As Tinchy Stryder tops the charts and Manchester United celebrate a third Premier League win in a row, a new club is formed in Germany after a buyout of fifth-tier SSV Markranstadt.
Fast forward 11 years and RB Leipzig have – incredibly – reached the last four of the Champions League.
Shorn of main star Timo Werner before the resumption of the competition, Leipzig came up against the experienced and accomplished Atletico Madrid – and deservedly beat them.
Now they face Paris St-Germain – Neymar, Mbappe et al. Can they go all the way?
“I’m perhaps one of the happiest coaches in the world,” coach Julian Nagelsmann said in the aftermath of the famous win against Diego Simeone’s side.
Like everything surrounding the club, Nagelsmann is young.

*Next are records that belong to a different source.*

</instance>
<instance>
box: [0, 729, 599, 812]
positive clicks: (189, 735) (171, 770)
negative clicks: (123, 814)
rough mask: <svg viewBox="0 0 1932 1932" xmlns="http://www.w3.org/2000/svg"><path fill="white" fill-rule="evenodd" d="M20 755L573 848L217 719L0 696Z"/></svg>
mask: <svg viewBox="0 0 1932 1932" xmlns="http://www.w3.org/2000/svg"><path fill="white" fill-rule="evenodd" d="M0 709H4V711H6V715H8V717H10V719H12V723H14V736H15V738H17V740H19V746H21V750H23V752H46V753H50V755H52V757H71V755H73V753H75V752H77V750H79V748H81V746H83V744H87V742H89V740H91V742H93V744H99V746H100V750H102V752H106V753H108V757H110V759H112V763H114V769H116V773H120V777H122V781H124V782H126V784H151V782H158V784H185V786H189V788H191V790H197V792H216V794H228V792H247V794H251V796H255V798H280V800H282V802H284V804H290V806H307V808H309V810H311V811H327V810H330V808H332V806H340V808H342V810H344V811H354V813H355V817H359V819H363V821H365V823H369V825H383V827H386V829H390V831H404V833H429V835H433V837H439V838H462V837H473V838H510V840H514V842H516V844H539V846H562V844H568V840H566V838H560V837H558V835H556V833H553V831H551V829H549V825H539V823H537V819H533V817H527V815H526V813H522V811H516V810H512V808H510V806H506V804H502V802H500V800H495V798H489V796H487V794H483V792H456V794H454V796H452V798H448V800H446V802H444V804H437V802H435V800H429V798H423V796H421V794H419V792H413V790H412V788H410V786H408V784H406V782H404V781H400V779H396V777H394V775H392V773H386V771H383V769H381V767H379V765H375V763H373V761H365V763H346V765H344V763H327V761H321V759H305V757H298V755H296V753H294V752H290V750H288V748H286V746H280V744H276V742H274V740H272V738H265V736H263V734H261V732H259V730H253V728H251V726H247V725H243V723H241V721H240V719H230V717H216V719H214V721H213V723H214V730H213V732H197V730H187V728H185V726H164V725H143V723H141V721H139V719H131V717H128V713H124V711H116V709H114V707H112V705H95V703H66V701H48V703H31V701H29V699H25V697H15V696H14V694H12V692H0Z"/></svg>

At just 33 he has already shone with two Bundesliga sides and has long been touted for even bigger things.
“This club develops very fast,” he added.
“We reached the Bundesliga and qualified for the Champions League three times. We’re still in the Champions League. The progress is faster than usual.”

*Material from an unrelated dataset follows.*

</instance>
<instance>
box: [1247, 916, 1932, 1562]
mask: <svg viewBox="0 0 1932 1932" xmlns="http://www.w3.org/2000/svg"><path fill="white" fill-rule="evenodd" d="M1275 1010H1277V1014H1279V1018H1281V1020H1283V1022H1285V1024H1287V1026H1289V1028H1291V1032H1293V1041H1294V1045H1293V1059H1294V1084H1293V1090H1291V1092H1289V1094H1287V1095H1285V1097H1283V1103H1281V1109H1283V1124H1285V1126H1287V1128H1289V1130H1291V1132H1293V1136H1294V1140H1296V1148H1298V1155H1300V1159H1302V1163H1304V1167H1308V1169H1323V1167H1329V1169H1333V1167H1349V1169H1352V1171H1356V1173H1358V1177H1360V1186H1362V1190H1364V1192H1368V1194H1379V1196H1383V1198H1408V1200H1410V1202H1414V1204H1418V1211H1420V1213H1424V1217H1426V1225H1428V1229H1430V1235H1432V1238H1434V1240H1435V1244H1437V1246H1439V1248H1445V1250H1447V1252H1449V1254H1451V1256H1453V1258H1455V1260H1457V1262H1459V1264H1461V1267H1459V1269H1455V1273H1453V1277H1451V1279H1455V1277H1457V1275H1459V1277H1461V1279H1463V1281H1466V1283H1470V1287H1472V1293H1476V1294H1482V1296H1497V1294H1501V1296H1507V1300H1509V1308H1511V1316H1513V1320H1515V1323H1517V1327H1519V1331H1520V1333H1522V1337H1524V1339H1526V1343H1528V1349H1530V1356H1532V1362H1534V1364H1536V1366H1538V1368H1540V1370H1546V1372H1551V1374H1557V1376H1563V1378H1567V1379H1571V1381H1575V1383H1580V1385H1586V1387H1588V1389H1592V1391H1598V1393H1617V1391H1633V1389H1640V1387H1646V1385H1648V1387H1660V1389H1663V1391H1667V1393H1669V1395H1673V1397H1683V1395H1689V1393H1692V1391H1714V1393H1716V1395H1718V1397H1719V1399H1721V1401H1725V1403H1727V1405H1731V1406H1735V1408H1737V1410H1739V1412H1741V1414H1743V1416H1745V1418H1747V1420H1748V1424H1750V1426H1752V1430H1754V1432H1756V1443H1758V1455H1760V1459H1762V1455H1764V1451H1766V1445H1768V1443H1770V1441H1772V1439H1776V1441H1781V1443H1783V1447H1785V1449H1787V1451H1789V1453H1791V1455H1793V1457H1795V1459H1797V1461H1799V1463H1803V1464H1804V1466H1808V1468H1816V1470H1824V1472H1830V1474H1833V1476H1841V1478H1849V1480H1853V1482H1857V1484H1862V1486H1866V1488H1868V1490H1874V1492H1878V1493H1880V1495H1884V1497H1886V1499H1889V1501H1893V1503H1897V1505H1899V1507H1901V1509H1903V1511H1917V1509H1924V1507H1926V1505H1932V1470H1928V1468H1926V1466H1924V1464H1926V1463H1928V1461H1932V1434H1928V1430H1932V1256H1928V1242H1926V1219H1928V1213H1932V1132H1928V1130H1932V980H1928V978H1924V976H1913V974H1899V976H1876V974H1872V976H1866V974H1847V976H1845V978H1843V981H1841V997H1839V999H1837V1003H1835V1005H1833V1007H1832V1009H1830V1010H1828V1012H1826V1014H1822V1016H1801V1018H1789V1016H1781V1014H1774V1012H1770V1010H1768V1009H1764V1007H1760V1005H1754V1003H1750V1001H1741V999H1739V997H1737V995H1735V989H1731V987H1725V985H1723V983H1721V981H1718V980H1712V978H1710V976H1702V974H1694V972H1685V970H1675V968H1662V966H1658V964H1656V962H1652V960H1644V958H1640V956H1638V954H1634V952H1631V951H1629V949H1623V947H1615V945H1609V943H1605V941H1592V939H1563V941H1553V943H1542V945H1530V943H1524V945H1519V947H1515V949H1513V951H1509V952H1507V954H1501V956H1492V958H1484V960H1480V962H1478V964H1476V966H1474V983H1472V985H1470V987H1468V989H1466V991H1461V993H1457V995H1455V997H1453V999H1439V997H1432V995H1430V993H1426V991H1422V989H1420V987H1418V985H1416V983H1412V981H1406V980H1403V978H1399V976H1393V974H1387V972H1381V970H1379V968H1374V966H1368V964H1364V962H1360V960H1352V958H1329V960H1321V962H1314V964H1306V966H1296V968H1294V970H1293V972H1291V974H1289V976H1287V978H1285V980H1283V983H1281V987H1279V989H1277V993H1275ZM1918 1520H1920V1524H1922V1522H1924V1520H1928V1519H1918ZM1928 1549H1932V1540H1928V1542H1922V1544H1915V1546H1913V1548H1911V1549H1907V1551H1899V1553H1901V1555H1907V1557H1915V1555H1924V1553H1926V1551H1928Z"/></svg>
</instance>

It certainly is. It took just seven years for the club to reach the Bundesliga. Four more to go this far. At the Estadio da Luz on Tuesday, the new boys will be in the unusual position of making PSG – 50 years old on Wednesday – feel like the establishment.
The meteoric ascent is shared by individuals at the club too. Two weeks before RB Leipzig’s birth, goalkeeper Peter Gulacsi was ending a loan spell rock bottom of League One as he was relegated with Hereford.

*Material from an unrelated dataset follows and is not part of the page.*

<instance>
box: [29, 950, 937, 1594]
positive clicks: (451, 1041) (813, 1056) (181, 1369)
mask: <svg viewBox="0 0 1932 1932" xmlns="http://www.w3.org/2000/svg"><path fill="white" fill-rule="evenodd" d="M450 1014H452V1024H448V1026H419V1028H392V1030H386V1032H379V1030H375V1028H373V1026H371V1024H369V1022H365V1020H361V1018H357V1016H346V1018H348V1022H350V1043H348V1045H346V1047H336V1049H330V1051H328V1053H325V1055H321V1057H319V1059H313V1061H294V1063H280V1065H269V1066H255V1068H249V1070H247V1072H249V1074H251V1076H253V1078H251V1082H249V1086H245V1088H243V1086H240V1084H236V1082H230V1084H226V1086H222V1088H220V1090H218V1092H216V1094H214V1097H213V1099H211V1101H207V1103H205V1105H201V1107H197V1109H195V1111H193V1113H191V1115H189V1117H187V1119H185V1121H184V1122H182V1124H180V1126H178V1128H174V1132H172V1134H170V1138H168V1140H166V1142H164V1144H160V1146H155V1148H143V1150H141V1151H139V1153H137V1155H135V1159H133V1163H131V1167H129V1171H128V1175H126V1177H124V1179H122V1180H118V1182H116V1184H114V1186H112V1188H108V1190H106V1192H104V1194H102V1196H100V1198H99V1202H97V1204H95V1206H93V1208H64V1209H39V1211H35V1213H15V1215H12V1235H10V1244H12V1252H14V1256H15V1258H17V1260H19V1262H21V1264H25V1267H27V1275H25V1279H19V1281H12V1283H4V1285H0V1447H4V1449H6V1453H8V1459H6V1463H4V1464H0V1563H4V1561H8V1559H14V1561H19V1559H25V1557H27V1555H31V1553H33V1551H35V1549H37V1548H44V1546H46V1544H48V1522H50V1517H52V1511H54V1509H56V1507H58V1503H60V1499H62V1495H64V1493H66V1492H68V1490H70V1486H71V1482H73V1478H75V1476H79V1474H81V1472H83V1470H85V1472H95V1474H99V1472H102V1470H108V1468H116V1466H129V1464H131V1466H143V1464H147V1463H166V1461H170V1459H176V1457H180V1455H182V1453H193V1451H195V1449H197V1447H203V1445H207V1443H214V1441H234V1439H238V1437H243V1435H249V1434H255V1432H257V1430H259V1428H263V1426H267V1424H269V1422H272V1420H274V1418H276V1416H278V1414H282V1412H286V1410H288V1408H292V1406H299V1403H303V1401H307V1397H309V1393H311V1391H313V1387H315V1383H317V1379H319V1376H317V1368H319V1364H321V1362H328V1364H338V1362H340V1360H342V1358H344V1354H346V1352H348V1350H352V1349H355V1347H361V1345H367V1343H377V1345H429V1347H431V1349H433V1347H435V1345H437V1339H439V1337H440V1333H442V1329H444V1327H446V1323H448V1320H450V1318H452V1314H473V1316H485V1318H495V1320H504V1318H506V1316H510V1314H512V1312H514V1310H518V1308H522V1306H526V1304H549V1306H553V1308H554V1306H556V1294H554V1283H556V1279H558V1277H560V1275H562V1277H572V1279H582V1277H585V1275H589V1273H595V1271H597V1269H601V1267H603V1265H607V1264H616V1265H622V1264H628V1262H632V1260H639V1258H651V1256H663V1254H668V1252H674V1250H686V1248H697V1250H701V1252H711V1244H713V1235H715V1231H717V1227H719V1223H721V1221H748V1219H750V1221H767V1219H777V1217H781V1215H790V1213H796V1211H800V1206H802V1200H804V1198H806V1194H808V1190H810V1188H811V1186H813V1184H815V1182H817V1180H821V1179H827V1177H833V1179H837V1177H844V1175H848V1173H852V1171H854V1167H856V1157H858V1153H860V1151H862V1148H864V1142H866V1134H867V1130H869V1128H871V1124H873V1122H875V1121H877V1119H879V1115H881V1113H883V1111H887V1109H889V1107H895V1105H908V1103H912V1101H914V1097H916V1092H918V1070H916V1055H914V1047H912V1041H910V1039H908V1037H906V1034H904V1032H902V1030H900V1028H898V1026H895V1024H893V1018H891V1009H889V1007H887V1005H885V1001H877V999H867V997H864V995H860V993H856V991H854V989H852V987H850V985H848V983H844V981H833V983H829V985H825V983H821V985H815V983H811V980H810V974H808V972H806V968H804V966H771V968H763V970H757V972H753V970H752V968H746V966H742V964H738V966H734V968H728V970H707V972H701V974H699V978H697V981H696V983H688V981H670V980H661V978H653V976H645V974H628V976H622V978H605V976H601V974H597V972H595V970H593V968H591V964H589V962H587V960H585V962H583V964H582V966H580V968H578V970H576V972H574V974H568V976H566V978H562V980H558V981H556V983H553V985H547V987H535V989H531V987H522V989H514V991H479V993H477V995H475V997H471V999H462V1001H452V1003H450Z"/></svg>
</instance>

It’s unlikely he would have envisaged facing a £400m strikeforce in a Champions League semi-final as he fished goals out of his net from the likes of Bas Savage, Lloyd Owusu, Billy Paynter and Paul Hayes at the wrong end of the third tier of English football.
Such was Atleti’s poverty of ambition, the Hungarian only actually had to make two saves in Lisbon – but he was a calming presence throughout.
Elsewhere in the team, captain Yussuf Poulsen joined the club in the third tier and Marcel Sabitzer, creator of the opening goal, played with them in the second division. There is history within the ranks, even if that is relative.